Long-Duration ETFs Diverge: SPLB’s Higher Income vs. SCHQ’s Cheaper Treasury Hedge
The decision centers on income from investment‑grade corporates versus capital preservation through long‑term Treasuries.
Overview
- SPLB led on recent performance and payouts, posting a 6.47% 1‑year total return and a 5.2% dividend yield versus SCHQ’s 4.17% return and 4.6% yield as of Jan. 30, 2026.
- SCHQ remains marginally cheaper to hold with a 0.03% expense ratio compared with SPLB’s 0.04%.
- Portfolio construction differs sharply: SCHQ tracks long‑term U.S. Treasuries across about 98 holdings, emphasizing high credit quality and potential equity‑volatility hedging.

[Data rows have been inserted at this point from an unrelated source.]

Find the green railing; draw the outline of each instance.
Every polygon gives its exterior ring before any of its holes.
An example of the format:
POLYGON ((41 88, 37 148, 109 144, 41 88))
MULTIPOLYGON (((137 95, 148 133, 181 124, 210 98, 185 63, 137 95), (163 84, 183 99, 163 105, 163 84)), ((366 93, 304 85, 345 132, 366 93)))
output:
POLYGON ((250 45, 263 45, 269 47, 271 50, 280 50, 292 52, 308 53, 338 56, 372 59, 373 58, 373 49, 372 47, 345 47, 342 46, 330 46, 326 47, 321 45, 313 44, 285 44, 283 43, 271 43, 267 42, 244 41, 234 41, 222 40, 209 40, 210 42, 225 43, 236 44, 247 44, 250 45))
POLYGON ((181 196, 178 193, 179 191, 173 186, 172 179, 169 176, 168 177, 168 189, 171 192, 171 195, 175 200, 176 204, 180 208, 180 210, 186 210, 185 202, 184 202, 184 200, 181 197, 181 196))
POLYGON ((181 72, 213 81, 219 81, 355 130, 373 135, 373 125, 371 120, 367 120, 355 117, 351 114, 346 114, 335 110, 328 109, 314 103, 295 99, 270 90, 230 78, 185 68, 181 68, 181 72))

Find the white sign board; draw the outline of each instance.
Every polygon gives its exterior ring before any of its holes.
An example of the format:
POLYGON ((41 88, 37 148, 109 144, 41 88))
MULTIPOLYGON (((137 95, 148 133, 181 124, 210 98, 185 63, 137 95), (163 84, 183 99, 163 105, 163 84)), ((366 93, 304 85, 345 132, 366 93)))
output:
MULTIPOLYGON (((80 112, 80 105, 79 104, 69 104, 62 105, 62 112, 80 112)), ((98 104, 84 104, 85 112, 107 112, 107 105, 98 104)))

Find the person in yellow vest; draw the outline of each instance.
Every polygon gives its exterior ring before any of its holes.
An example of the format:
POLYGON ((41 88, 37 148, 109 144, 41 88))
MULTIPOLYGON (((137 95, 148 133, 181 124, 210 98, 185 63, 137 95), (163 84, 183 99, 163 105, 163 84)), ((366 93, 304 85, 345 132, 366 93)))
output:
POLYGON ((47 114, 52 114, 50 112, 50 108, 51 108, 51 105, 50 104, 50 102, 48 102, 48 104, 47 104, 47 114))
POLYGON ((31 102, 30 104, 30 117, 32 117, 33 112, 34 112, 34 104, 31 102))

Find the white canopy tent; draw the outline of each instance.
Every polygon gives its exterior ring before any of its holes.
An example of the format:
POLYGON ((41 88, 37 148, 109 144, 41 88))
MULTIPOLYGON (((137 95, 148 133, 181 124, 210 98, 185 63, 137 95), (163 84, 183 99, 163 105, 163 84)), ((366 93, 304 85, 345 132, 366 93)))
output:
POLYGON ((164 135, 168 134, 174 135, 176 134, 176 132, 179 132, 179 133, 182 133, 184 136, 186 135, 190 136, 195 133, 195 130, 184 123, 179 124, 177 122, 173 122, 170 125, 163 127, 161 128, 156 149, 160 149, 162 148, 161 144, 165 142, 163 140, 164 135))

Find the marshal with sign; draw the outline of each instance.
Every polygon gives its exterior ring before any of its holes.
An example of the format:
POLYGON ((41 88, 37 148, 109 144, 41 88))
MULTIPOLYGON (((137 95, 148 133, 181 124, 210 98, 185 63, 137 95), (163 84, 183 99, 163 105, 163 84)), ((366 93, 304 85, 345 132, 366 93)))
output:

- SPLB spans nearly 3,000 long‑term, investment‑grade corporate bonds, increasing credit exposure while diversifying issuer risk; top exposures include Anheuser‑Busch InBev, Meta Platforms, and CVS Health.
- Risk profiles vary, with betas of 0.52 for SCHQ and 0.66 for SPLB, and five‑year metrics showing max drawdowns of roughly 46.1% for SCHQ and 34.4% for SPLB and growth of $1,000 at $599 and $706, respectively.